In the past, it was actually quite common for people to purchase their own homes between the ages of 20 and 24. The Social Mobility Commission reports that around 40% of young adults in this age bracket during the 1990s were able to purchase their own homes. By 2010, a full two decades later, this percentage dropped to just 13%. Older age brackets were slightly more successful, but the percentage of people buying their own homes still dropped a considerable amount over the past two decades.
Unfortunately, not every parent can just offer their children tens of thousands for a home deposit. Many parents are still working and paying off their own mortgage, so unless they’re wealthy or have managed to clear their financial obligations, not everyone can rely on their parents for the money. Millennials without wealthy parents will likely need to rely on their own financial ability in order to pay for both the deposit to their home and the ongoing mortgage, meaning it can get very expensive and they’ll need to live frugally for close to a decade in order to afford their own home.
Luckily, there are options for these budding homeowners with parents that are willing to help out even if they aren’t wealthy and have thousands to spare for a deposit.
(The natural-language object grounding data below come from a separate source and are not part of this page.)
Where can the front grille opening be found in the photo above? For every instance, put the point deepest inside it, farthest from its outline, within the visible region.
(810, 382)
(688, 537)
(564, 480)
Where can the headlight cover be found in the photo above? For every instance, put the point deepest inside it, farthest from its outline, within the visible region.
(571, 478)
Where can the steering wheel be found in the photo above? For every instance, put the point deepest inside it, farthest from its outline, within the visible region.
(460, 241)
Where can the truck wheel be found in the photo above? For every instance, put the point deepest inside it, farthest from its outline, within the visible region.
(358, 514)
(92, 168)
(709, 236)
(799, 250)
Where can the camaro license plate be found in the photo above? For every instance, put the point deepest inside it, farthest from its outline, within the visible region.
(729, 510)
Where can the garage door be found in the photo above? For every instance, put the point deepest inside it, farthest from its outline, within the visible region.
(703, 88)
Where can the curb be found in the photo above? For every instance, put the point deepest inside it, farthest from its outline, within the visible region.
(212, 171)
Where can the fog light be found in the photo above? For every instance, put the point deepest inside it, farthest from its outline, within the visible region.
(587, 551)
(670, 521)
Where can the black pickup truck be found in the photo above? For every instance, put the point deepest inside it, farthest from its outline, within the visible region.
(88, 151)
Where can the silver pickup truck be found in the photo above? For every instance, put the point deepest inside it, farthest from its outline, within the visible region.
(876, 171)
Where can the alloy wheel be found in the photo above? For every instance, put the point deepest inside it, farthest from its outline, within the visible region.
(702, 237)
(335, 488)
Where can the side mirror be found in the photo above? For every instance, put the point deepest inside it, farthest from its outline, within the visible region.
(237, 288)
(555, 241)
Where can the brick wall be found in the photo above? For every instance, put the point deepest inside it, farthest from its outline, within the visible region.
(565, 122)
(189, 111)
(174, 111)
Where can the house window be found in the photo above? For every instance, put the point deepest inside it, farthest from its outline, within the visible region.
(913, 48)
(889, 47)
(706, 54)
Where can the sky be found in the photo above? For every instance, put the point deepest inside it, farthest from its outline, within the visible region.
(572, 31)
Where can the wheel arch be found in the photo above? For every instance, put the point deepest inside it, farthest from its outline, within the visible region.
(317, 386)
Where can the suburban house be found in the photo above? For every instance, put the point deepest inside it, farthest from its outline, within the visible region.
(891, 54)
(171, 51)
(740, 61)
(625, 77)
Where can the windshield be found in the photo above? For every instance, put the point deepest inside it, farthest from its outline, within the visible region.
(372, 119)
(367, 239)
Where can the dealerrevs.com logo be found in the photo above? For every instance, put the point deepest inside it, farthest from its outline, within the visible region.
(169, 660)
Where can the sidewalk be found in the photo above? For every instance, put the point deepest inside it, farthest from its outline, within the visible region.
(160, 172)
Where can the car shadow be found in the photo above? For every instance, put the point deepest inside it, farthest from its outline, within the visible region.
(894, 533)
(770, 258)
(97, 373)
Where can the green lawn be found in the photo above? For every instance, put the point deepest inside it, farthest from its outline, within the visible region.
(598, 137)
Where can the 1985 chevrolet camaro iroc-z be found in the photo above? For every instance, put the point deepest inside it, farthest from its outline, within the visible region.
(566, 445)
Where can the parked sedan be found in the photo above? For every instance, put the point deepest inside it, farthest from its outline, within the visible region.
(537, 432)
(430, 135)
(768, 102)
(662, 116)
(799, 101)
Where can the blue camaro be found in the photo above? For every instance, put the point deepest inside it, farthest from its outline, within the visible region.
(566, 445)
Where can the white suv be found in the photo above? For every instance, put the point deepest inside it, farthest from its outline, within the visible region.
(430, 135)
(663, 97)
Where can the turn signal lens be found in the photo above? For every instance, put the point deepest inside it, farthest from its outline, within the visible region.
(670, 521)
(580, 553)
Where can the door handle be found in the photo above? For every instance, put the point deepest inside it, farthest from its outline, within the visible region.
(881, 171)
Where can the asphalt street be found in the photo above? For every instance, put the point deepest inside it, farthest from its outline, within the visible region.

With products like guarantor mortgages and family springboard mortgages, there’s still hope even for those that don’t come from wealthy backgrounds and don’t have financially secure parents that can provide a substantial chunk of money for their first property.
A guarantor mortgage, for instance, is a way of securing a mortgage that doesn’t actually require a deposit comments Dave Beard from mortgage comparison website Lending Expert. Instead, it relies on using a guarantor, often a parent that helps to cover the repayments should the buyer fail for financial reasons. It’s often called a family assisted mortgage and is often used when the parents can provide some support on a monthly basis in case the buyer can’t cover the payments themselves. This guide goes into the role of the guarantor in further detail.
The second option is a family springboard loan. Again, it doesn’t require a deposit but does need 10% of the property’s price up front by parents or loved ones. This is used as security and the buyer will be given full rights to the property since the parents don’t count as guarantors. Another added benefit is that the parents will receive their money back with interest once the home has been purchased.
These parent-centric mortgage opportunities are great for millennials, even if their loved ones can only provide a bit of support. However, it does further cement the idea of “the bank of Mum & Dad” which millennials might not be too pleased about. Sadly, there’s no denying that parents are a major source of financial support for any millennial that wants to get on the property ladder.